Versioning
To illustrate, what versioning is and what it does, versioning is the whole idea behind google docs rewind features and revisions in any modern text editors. Rather than overwriting each version with a new one and resaving the former with hyperbolic name such as final_version3.4_february_name.docx
, we save everything in a single file and keep the history of that file in a versioning system. We can then see who changed what and when, reload working code if it suddenly breaks, trace errors to incompetent people and all that jazz. So it is nothing short of amazing. Let's get started.
Tutorials
There are many already well done tutorials on the subject and I recommend to go through them before you go any further. Information in this section should be used as a general tips, rather than teach you how to do things. You should be familiar with staging, committing, pushing, pulling and branching, before you check these tips.
On git software
There are many amazing git GUIs, such as GitKraken or SourceTree and I wholeheartedly recommend using them. But learn git from the scratch. If you need help and will search for it online, nobody will direct you towards what button to push. People will tell you what commands to run, so it is good to know those basics.
What commands you shoudl know
Before getting deep into git, you shoudl be familiar with these commands
git add [--all]
git commit [-a -m]
git branch [-a -l -d -D]
git log [<sha>]
git checkout [<branch>] [<commit>]
git remote [add set-url]
git clone [<what>] [<where>]
git push [<remote> <branch>]
git reset [<what>][--hard]
git fetch [<remote>]
git pull [<remote/branch>]
git merge [<branch>]
git help [<something>]
Committing
One thing to keep in mind at all times is, that "Commits are not just saves".
Unlike save, they are non stationary in time. They allow insight into code development, reasoning behind many not so obvious design steps and allow to debug and pinpoint possible errors better than any save would. Do not use commits as saves. For saving purposes, use releases.
- Commit messages should be descriptive and clearly stated
- Each commit should be localised to a single issue or a problem
- Small commits of single files are preferable to large features
- Imports of plugins or new packages should be done in a single commit
Commit messages
Each commit should convey its purpose clearly.

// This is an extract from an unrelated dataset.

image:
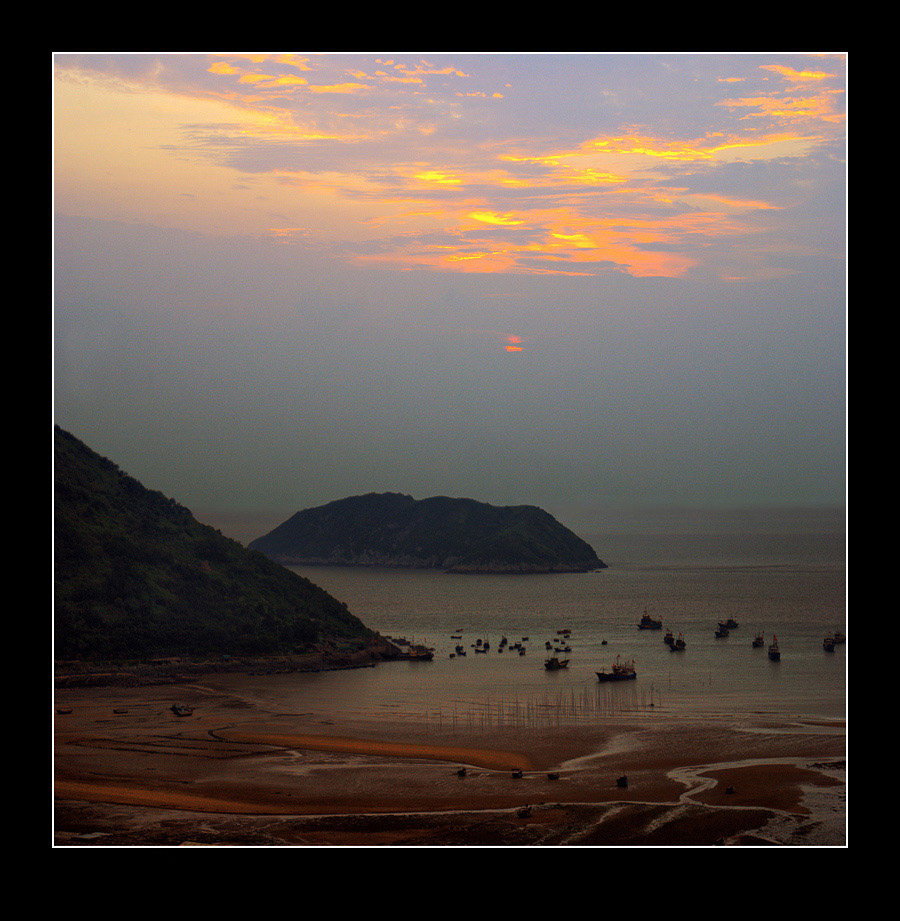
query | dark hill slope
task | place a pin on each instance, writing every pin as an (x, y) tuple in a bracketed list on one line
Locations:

Same as issues with naming presented in coding-style, messages in commit history such as "Better charts" can be contextually relevant, but are usually useless. If possible, it should be obvious what that commit does. In personal projects, this is quite common to forget and disregard, but in major collaborative projects, necessary to abide by.
I have many times sinned when doing personal projects and committed pieces of code with simply "it works" or "finally fixed?" "maybe fixed" "now fixed" or "need to go home, not time to describe what this does but its awesome" Messages. These were simply reactions to my frustrations or time pressure. It is at those times that I violated my own principles, commits are not saves.
Commit content
Each commit should be localised to a single issue or a problem.
This is often difficult to do, as we figure out why some piece of code isn't working by finding out, that many other parts of the code aren't working. Or the change we need to do requires to change much more than just a single file. In such cases, it is recommended to stash, checkout a new branch and work on this rewrite separately. As a general rule of thumb, if you follow the previous rule of commit messages well, and your message contains a word AND, you should think whether it is not better to separate into two separate commits.
Again, I have sinned many times in personal project and committed multiple files without any meaningful message at once. This is usually because of time pressure and necessity to commit before I leave. In such circumstances, I recommend checking out a new branch, and rebasing the next dat.
Commit size
Small commits of single files are preferable to large features. Large features should reside in feature branch.
This is closely related to the previous rule, but its so important it is necessary to rephrase and state again. It doesn't mean to checkout a branch and then do a massive commit. This means, that development of larger features might take longer time and therefore it is good to keep it clean and separate from the master not to break or detriment the general flow of the project.
Committing imports
Imports of plugins or new packages SHOULD be done in a single commit.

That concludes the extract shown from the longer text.